Dia menjelaskan penerapan coretax system menjadi kebutuhan dalam meningkatkan kepatuhan pajak, sekaligus tax ratio. Meski masih dihadapkan pada berbagai kendala di tahap awal, coretax system diharapkan membuat proses bisnis pajak menjadi lebih terukur dan serba-otomatis.

Menurutnya, coretax system bakal berjalan lebih optimal ketika sudah dilengkapi dengan berbagai data. Dengan data yang mumpuni, otoritas akan dapat melakukan identifikasi dan memetakan perilaku ekonomi wajib pajak sehingga memudahkan pengawasan.

"[Manfaatkan teknologi digital] bukan hanya untuk pengumpulan pajak, juga untuk targeting dari spending," ujarnya.

World Bank melaporkan tax gap—selisih antara yang diperoleh dan yang seharusnya diperoleh—Indonesia mencapai 6,4% dari PDB atau setara dengan Rp1.500 triliun. Angka ini terdiri atas 3,7% PDB tax gap yang timbul karena gap kepatuhan, dan 2,7% PDB lainnya timbul akibat gap kebijakan.

Berkaca dari data tax gap tersebut, Chatib memperkirakan tax ratio Indonesia dapat mencapai 17% apabila pemerintah melaksanakan langkah optimalisasi penerimaan dengan baik.

Selain tax amnesty, ada pula ulasan terkait dengan peraturan terbaru dari DJBC yang mengatur tata laksana audit kepabeanan dan cukai. Ada juga bahasan mengenai bertambahnya syarat permohonan pembahasan dengan tim quality assurance pemeriksaan DJP.

Berikut ulasan artikel perpajakan selengkapnya.

Tax Amnesty untuk Perkuat Likuiditas

Terkait dengan tax amnesty, program tersebut tampaknya akan kembali ‘hidup’ setelah DPR resmi menetapkan RUU Tax Amnesty sebagai salah satu Program Legislasi Nasional (Prolegnas) Prioritas 2025.

Wakil Ketua Badan Anggaran (Banggar) DPR Syarief Abdullah Alkadrie sempat menyatakan bahwa tax amnesty diperlukan dalam rangka menarik dana-dana milik wajib pajak Indonesia yang selama ini ditempatkan di luar negeri.
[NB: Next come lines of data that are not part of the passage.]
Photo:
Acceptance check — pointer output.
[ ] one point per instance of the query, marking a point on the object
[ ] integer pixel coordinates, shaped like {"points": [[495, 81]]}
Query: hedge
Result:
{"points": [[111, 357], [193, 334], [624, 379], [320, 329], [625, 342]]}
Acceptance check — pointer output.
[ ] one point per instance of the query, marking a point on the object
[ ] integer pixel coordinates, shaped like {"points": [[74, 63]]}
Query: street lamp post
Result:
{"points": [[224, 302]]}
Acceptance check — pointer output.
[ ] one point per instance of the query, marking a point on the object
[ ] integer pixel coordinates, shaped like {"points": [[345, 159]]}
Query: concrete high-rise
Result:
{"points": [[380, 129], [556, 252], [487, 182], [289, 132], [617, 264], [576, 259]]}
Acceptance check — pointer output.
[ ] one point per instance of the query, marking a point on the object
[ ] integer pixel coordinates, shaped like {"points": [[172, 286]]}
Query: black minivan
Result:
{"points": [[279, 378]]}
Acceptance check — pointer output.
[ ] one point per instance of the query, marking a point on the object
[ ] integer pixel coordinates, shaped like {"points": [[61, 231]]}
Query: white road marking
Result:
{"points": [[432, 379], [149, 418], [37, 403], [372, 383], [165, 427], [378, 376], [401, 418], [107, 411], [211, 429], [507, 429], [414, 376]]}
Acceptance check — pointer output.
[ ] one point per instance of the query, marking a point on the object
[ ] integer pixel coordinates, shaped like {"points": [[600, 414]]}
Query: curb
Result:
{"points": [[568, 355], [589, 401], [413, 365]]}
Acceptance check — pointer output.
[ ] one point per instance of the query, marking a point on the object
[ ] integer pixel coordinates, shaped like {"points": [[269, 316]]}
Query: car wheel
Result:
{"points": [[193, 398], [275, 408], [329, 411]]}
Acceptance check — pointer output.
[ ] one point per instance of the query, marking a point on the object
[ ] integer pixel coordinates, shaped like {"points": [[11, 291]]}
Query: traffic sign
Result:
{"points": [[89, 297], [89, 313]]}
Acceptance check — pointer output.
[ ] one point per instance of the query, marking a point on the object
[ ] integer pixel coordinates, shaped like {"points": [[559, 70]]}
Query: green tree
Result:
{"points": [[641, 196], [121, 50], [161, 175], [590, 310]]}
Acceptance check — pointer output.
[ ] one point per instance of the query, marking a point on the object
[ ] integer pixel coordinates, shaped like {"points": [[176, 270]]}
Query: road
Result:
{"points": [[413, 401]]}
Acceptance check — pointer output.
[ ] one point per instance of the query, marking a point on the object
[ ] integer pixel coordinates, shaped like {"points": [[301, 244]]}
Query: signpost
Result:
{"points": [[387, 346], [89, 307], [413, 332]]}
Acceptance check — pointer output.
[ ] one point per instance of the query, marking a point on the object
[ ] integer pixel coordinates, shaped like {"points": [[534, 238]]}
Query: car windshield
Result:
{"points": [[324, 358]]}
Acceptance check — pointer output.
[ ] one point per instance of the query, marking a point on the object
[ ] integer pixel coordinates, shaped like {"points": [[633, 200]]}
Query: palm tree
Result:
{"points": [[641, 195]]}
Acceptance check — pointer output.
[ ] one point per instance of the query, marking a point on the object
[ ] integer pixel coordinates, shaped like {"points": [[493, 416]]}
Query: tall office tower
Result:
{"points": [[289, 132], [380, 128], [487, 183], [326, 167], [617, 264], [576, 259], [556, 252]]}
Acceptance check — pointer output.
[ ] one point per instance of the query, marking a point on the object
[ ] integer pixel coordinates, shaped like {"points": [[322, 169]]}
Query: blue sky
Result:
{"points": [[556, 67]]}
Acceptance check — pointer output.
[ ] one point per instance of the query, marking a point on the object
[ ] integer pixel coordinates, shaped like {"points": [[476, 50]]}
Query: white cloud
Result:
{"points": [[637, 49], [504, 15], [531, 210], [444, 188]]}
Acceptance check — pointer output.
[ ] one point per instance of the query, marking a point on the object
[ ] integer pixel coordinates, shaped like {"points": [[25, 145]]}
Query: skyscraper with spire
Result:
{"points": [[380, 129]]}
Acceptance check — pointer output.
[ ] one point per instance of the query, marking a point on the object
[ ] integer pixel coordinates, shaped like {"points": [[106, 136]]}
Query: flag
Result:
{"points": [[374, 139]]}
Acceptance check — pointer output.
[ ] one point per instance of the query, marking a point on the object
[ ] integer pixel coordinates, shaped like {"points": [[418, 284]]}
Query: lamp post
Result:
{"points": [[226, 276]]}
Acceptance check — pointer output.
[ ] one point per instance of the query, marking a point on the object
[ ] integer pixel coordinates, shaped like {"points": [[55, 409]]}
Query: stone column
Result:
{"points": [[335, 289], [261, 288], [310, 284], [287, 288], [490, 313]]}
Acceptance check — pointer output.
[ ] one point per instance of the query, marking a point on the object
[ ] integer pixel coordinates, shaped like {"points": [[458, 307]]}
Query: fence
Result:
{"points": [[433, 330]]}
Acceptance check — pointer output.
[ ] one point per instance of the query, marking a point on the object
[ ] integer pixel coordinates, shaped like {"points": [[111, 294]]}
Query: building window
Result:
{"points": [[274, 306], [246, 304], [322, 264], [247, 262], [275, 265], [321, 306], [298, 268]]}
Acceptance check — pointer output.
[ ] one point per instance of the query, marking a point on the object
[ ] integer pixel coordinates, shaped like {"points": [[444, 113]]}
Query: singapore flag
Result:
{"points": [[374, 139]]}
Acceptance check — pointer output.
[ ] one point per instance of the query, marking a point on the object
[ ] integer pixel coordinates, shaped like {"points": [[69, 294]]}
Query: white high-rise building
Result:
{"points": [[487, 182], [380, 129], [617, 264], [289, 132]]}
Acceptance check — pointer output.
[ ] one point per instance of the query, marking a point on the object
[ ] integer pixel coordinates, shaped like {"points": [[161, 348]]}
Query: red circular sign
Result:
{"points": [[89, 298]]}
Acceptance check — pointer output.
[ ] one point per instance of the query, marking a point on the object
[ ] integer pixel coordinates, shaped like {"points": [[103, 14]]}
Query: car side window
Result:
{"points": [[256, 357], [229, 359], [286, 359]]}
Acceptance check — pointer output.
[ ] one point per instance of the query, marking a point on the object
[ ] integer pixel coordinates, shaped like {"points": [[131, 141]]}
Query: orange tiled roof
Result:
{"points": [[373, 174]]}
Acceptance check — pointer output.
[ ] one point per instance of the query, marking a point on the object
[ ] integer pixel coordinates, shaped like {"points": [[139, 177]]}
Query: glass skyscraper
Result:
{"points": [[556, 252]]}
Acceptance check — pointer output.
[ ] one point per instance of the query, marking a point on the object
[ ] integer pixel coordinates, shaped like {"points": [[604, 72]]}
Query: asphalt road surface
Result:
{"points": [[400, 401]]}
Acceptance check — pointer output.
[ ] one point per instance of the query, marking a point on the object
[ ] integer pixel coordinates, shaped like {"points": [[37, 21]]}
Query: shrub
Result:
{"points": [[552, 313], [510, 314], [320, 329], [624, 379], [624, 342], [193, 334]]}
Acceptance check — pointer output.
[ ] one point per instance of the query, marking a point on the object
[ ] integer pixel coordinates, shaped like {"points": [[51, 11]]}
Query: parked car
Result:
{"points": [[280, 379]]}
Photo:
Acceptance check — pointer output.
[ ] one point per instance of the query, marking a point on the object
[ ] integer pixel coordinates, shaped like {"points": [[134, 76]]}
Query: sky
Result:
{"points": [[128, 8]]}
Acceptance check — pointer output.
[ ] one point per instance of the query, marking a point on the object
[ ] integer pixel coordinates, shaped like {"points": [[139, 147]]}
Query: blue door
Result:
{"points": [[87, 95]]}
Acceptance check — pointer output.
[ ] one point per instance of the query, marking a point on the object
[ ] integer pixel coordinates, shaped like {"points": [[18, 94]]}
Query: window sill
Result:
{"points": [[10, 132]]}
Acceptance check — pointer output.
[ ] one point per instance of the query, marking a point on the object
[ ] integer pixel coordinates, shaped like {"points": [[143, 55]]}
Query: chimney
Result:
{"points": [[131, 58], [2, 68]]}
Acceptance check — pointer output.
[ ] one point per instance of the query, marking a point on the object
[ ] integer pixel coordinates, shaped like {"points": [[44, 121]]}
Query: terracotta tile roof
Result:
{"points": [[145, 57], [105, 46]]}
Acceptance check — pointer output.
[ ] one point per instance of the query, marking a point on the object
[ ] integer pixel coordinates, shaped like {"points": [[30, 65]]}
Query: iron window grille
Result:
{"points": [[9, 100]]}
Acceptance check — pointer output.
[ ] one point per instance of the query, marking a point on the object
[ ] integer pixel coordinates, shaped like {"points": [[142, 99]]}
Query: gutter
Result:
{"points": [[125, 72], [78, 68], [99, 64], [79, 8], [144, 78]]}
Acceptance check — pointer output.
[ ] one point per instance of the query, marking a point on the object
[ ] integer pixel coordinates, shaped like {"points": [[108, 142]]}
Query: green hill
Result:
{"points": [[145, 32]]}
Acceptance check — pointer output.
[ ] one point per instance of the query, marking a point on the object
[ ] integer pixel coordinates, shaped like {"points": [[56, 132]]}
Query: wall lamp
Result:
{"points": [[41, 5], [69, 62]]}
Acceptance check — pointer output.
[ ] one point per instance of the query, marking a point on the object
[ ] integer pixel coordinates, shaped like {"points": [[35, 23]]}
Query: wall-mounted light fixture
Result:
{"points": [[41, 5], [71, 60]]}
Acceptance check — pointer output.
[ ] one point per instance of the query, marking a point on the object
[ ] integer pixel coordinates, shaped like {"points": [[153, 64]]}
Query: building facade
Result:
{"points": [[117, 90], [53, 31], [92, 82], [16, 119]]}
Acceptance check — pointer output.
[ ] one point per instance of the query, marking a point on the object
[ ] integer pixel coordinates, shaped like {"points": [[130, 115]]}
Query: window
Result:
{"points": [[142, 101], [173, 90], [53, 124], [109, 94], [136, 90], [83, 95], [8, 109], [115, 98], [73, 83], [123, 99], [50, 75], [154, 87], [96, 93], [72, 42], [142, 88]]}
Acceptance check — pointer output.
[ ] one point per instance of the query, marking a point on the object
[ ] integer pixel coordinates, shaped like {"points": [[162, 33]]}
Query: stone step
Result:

"Tax amnesty memungkinkan dana yang selama ini berada di luar negeri untuk kembali ke Indonesia. Dengan skema pengampunan pajak yang tepat, kita bisa menarik dana itu sekaligus memperkuat likuiditas nasional," katanya akhir tahun lalu. (DDTCNews)

DJBC Rilis Aturan Pelaksana Terbaru soal Audit Kepabeanan dan Cukai

Ditjen Bea dan Cukai (DJBC) menerbitkan Peraturan Dirjen Bea dan Cukai No. PER-2/BC/2025 terkait dengan tata laksana audit kepabeanan dan audit cukai.

Peraturan yang diteken oleh Dirjen Bea dan Cukai Askolani tersebut diterbitkan sebagai peraturan pelaksana PMK 114/2024 tentang Audit Kepabeanan dan Audit Cukai. Melalui peraturan ini, pemerintah berupaya mengoptimalkan kegiatan audit kepabeanan dan/atau audit cukai.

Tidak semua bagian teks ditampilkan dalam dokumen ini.